By an act of judicial legislation, the Delhi High Court held Section 52(1)(i) to be a controlling norm and not an exception

All modern copyright systems provide for circumstances in which copyright will not be infringed by the unauthorized reproduction or presentation of a copyright work. Such exceptions represent scenarios in which the legislature has decided to prioritise some other interest over the interests of the copyright owner.

The first approach is to provide a non-exhaustive list of generally worded exceptions. The effect of this approach is such that any use which a court deems to be ‘fair’ will be treated as non-infringing. This is known as the defence of “fair use”. The United States, for example, leans towards this approach.

The second approach, evolved in United Kingdom, includes providing a large number of much more specific exceptions, encompassing carefully defined activities (more of a ‘pigeon-hole’ concept). If the respective use a) falls within the defined exceptions; and b) is fair, then “fair dealing” applies. The copyright laws of Australia, Canada, India, New Zealand, Singapore and South Africa use “fair dealing”. Unlike the related doctrine of “fair use”, “fair dealing” cannot apply to any act which does not fall within one of these categories.

The third approach is to set out certain “enumerated exceptions” without any qualification such as “fairness”. It is more of an unequivocal exception. The fourth approach is to use a hybrid model. Singapore, for instance, uses a hybrid model encompassing “fair dealing” and “fair use”.

It is yet to be settled whether Indian Copyright Act uses the “fair dealing” model or a hybrid form consisting of “fair dealing” and “enumerated exceptions” models.

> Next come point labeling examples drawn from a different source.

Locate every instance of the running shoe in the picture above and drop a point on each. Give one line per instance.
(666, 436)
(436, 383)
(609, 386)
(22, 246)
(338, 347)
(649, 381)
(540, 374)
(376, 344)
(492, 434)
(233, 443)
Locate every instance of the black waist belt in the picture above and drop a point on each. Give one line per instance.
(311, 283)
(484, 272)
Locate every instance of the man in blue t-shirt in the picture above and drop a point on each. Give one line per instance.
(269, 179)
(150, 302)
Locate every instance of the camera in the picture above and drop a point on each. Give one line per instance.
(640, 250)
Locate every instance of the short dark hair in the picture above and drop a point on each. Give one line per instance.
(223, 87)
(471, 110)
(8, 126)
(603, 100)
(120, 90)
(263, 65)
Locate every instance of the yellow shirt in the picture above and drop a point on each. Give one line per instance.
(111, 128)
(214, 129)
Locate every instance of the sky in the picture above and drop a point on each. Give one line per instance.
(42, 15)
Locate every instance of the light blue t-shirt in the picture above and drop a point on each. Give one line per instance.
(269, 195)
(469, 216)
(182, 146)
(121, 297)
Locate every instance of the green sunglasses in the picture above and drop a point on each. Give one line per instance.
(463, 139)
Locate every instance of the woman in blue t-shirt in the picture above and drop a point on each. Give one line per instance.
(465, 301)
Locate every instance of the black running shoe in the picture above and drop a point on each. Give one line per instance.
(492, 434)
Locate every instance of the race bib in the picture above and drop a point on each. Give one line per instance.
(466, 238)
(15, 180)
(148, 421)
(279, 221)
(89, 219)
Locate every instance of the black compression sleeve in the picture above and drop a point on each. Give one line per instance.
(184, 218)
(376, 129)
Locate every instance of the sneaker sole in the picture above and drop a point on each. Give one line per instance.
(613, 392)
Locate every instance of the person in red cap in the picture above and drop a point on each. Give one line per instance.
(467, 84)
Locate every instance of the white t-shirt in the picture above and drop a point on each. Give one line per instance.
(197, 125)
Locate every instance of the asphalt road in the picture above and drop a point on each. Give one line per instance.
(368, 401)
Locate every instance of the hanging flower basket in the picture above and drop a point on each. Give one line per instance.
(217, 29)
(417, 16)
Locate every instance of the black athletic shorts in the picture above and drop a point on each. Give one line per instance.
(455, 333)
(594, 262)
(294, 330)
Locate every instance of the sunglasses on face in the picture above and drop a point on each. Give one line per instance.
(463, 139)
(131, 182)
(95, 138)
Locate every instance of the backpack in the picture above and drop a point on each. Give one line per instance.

In the context of given fact situation, while Section 52(1)(a) & (b) use the expression “fair dealing”, Section 52(1)(i) does not. Therefore, on literal interpretation, it can be argued that the model is hybrid in nature. On the other hand, it can be argued that “fair dealing” pervades the entire Section 52 and absence of “fair dealing” in Section 52(1)(i) is a case of ‘Casus Omissus’ (i.e casual omission) or that “fair dealing” is implied by application of ‘Noscitur A Sociis’ (i.e to construe words in an Act of Parliament with reference to words found in immediate connection with them).